Marcel Winatschek

My Horse Prince

Someone in Japan made a dating game where you fall in love with a horse. A literal horse, except it has a human face grafted onto it—supposedly a cursed prince—and you’re supposed to find it attractive.

My Horse Prince is on iOS and Android. That means it actually got approved by app stores. The setup: you’re a shy person who wanders into a field, discovers this horse-creature with a prince’s face, and that’s the start of your romance. The game stays vague about what happens after that, which seems wise.

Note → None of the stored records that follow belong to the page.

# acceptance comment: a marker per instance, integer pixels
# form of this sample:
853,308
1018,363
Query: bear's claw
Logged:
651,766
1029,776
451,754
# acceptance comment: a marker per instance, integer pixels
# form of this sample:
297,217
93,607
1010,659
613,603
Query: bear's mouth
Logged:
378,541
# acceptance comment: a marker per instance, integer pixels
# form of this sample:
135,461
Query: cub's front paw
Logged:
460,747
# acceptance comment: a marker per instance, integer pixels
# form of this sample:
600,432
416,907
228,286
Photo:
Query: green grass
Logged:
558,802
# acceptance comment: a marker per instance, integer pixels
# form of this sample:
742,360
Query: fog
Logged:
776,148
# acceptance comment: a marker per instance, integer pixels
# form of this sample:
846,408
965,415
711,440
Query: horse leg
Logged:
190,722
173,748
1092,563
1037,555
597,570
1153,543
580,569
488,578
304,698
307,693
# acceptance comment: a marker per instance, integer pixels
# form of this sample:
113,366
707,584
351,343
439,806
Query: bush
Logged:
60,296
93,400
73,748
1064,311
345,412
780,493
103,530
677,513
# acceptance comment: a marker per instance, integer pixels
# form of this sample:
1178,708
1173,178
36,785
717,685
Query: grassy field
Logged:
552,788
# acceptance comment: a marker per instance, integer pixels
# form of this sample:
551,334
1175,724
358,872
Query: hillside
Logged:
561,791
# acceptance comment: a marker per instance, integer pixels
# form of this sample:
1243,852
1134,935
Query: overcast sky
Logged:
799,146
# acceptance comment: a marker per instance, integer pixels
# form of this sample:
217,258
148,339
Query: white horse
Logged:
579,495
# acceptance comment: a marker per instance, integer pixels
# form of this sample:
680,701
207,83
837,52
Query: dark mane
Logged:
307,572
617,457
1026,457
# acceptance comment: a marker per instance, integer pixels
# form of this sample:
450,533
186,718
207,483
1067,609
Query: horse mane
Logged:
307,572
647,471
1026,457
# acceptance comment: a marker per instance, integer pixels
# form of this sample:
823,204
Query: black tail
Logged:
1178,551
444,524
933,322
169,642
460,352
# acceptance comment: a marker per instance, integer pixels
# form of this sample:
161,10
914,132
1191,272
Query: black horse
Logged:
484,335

I found this the way you find most of the internet’s stranger artifacts—half-accidentally, then trapped looking because you can’t quite believe it exists. Japan has a peculiar talent for content that hovers between sincere and absurd, where you genuinely can’t tell if the creator is joking. My Horse Prince sits perfectly in that zone. A horse with a beautiful face looking at you like it means something.

What strikes me is the complete absence of irony. No winking. No acknowledgment that anything is weird. Just total commitment to the thing. You find a horse. He’s a prince. You fall in love. That’s the whole game. Maybe that’s the most honest creative move—know exactly what you’re making and do it anyway, zero apologies.

I’m not playing it. But I respect it. And I’m grateful they kept the anatomical horse-part accurate. Make it human and you’ve crossed from absurd into genuinely disturbing.